Half Life is narrated in three repeating voices — that of Aruna, Jazz, and Jazz’s father Hassan, whose role in Aruna’s life progressively becomes clearer. Hassan, who was forced to leave his beloved Bangladesh for Malaysia, has fathered a daughter he has never seen, and his memories might be key to resolving their situation. Hassan now lies dying in Kuala Lampur General Hospital, and Jazz, although estranged from his father, decides to visit him for Aruna’s sake.
Aruna is passionately and deeply written, and successfully acquits herself of the charge of self-centeredness often leveled at such protagonists — her demons aren’t standard victim-literature creations but tragedies with a core of real pain. As for Hassan, his story offers an apposite (and poignant) counterpoint to the non-romance of Jazz and Aruna. The three narratives all deal with irreconcilable love affairs, with exile and the meaning of home, and the characters all explore feelings of loneliness, regret, and loss, but there’s a vast difference in the power of each of the stories. A book showcasing alternating viewpoints must needs develop distinct voices for each, and Half Life doesn’t quite pull it off. Although Jazz, Aruna, and Hassan are each granted the same time on centre stage, Jazz’s tale possesses but the titular half life. He’s written like a female character, and often seems indistinguishable from Aruna in thought and tone. Towards the close, Jazz is reduced to little more than Aruna’s (and to a lesser extent, Hassan’s) enabler, allowing them closure so they can move on.
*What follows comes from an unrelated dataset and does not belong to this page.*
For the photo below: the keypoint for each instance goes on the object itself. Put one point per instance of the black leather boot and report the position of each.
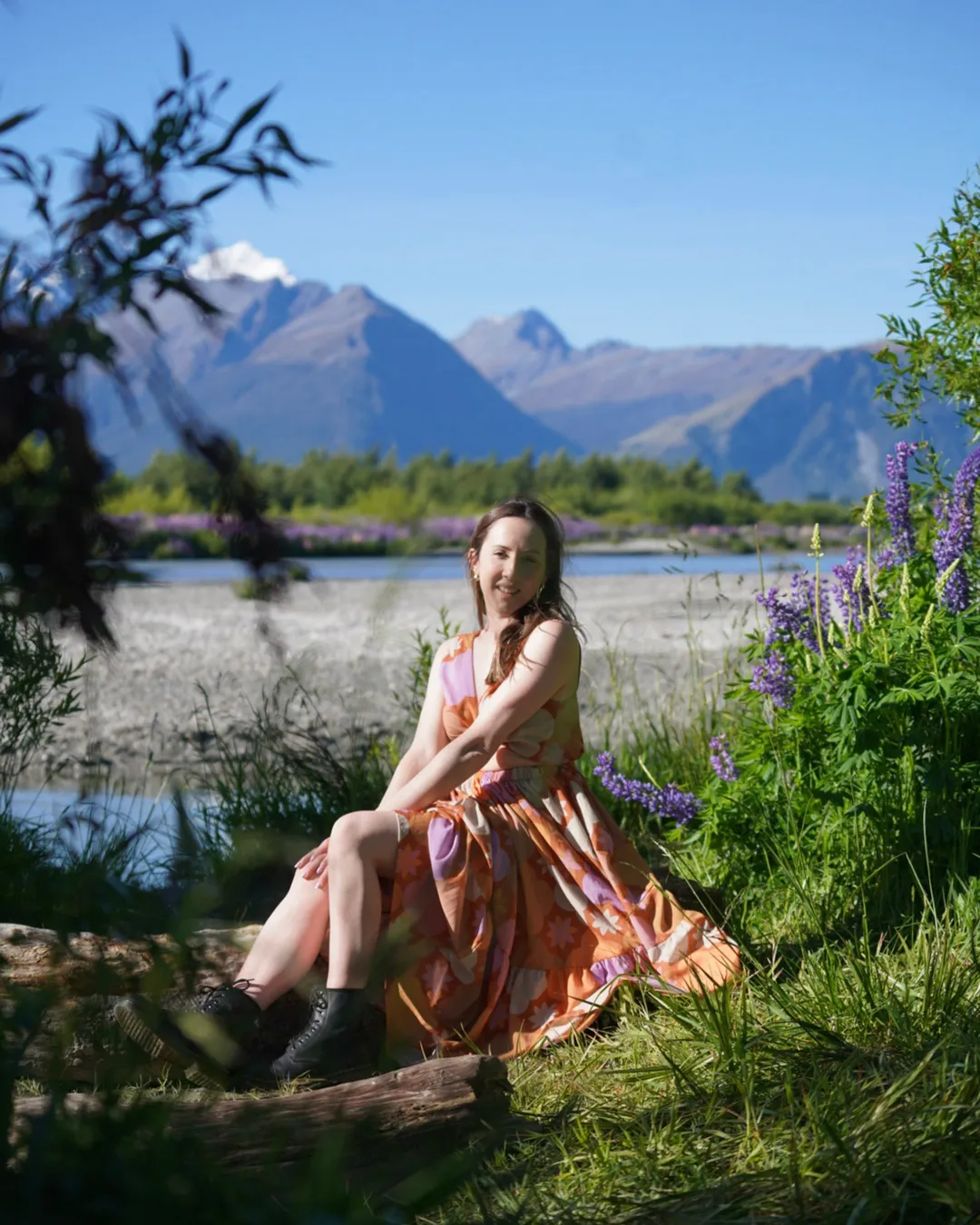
(343, 1040)
(206, 1042)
I also felt that while Farooki adeptly chronicled the minutiae of the domestic lives of her characters — petty tiffs between husband and wife that accrete into significance, a nursing mother’s chagrin over the childless Aruna’s competence with babies — she faltered when describing the inner lives of her characters, indulging in over-dramatic prose a shade too often for my comfort. “She would dash herself on him, again and again, like waves foaming against a cliff; she would be both the swimmer and the sea, and in her own marine depths she would try and drown the person she had been, and the reason she had left.” I liked Half Life, I did, but believe it’d have been a much bigger hit with me if only Farooki had restrained herself a tad.
Reviewed for the Asian Review of Books. I’ve read nothing but raves for this one on the blogosphere, but as you see, my own experience wasn’t quite as rosy.